Using Flexibility Management Principles in Nursing Homes

Flexible staff policies allow Adards to veer away from traditionally rigid scheduling requirements and allow staff to adapt their schedules to life events that arise. For example, if a staff member’s child has a half-day at school, he or she is permitted to bring the child to work. In addition, workers are not bound by 8-hour shifts, but can work between 4-8 hours at a time and swap shifts with a coworker (with the authorization of the registered nurse) if a scheduling conflict or unforeseen event occurs. Residents also have greater independence and create their own daily agendas without being forced to participate in specific activities or eat meals at set times.2 Relatives and friends of both staff and residents are welcome and even encouraged to spend time at the nursing home (eg, eating meals together). Flexibility makes the transition from independent or assisted-living much smoother for residents, and it adapts to the home and family responsibilities of staff members. The atmosphere created by this type of management is summarized by the director of nursing, who remarked, “If, when I come into the unit in the morning, I see all the beds made and the residents all dressed, I am concerned.

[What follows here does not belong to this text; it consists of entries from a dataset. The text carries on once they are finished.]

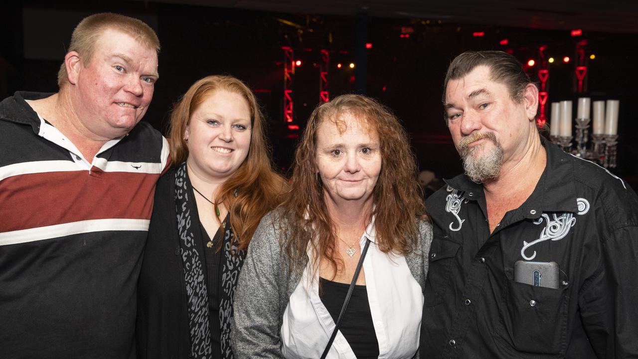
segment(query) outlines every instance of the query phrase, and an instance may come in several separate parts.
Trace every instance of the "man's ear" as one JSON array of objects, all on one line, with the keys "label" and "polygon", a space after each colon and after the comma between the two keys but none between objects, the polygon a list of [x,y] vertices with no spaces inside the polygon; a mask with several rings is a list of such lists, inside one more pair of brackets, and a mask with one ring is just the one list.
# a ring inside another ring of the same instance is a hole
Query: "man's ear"
[{"label": "man's ear", "polygon": [[538,110],[538,88],[533,84],[528,84],[523,92],[523,100],[527,118],[533,121]]},{"label": "man's ear", "polygon": [[69,83],[75,85],[77,82],[82,66],[80,54],[75,51],[70,51],[64,56],[64,66],[66,66],[66,77]]}]

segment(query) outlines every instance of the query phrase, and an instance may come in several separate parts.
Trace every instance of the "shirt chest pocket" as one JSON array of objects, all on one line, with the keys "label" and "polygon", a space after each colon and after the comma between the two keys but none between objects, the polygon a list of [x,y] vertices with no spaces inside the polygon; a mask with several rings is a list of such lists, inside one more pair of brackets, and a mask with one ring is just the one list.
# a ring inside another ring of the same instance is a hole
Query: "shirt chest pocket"
[{"label": "shirt chest pocket", "polygon": [[424,291],[426,307],[436,305],[443,302],[446,289],[452,284],[450,275],[461,245],[446,238],[435,238],[430,247],[429,268]]},{"label": "shirt chest pocket", "polygon": [[521,352],[564,353],[569,302],[567,287],[545,288],[507,280],[501,303],[500,337]]}]

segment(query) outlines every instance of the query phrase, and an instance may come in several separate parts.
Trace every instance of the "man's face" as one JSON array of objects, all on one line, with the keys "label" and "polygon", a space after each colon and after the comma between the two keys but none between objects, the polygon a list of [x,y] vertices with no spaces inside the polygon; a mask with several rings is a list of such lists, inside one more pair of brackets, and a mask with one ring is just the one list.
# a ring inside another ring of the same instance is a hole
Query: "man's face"
[{"label": "man's face", "polygon": [[146,112],[158,79],[157,54],[113,29],[94,46],[89,63],[78,64],[73,110],[93,139],[111,139],[127,134]]},{"label": "man's face", "polygon": [[484,66],[450,80],[445,93],[448,127],[466,173],[479,183],[496,179],[503,164],[522,156],[529,144],[525,100],[514,102]]}]

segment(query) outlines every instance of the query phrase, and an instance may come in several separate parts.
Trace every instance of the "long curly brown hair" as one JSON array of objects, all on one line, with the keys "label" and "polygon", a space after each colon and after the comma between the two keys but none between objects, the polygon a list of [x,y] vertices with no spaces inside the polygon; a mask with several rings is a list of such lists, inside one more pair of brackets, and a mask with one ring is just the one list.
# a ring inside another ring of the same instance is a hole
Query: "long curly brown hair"
[{"label": "long curly brown hair", "polygon": [[371,131],[376,130],[379,135],[381,172],[373,191],[374,206],[369,213],[370,218],[375,217],[375,241],[379,249],[384,253],[410,253],[418,240],[417,221],[429,218],[419,193],[414,155],[396,117],[385,106],[364,96],[336,97],[318,106],[310,116],[295,154],[290,192],[281,205],[290,230],[280,243],[293,268],[303,265],[309,243],[315,257],[326,259],[335,271],[343,266],[336,255],[334,224],[327,212],[323,184],[316,174],[316,158],[319,125],[324,121],[335,121],[344,113],[361,119]]},{"label": "long curly brown hair", "polygon": [[223,203],[228,208],[234,241],[239,249],[245,249],[262,217],[281,202],[281,194],[288,185],[283,177],[272,169],[263,118],[253,91],[232,76],[208,76],[193,84],[171,113],[170,155],[174,166],[188,158],[188,147],[184,139],[186,125],[197,107],[218,89],[239,94],[250,109],[252,132],[248,155],[221,186],[215,201],[216,208],[218,204]]}]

But if I see that not everything has been done, and that staff members are eating breakfast and joking with the residents, I know everything is fine.”2

Adards found a number of advantages to this approach, including:

• The ability to schedule higher staffing levels at the specific hours at which they are needed (eg, mealtimes) and lower staffing levels at other times
• Higher job satisfaction and lower turnover rate in comparison to other local nursing homes
• An atmosphere more similar to normal life, in which friends come and go, and share meals and their life experiences.

Although both the applicability of the examples to U.S. nursing homes and the impact of the experience on the nursing homes need to be evaluated, the examples presented may provide administrators with ideas by which they may enhance the level of flexibility in their institutions, with the hope of improving both residents’ and staff members’ quality of life.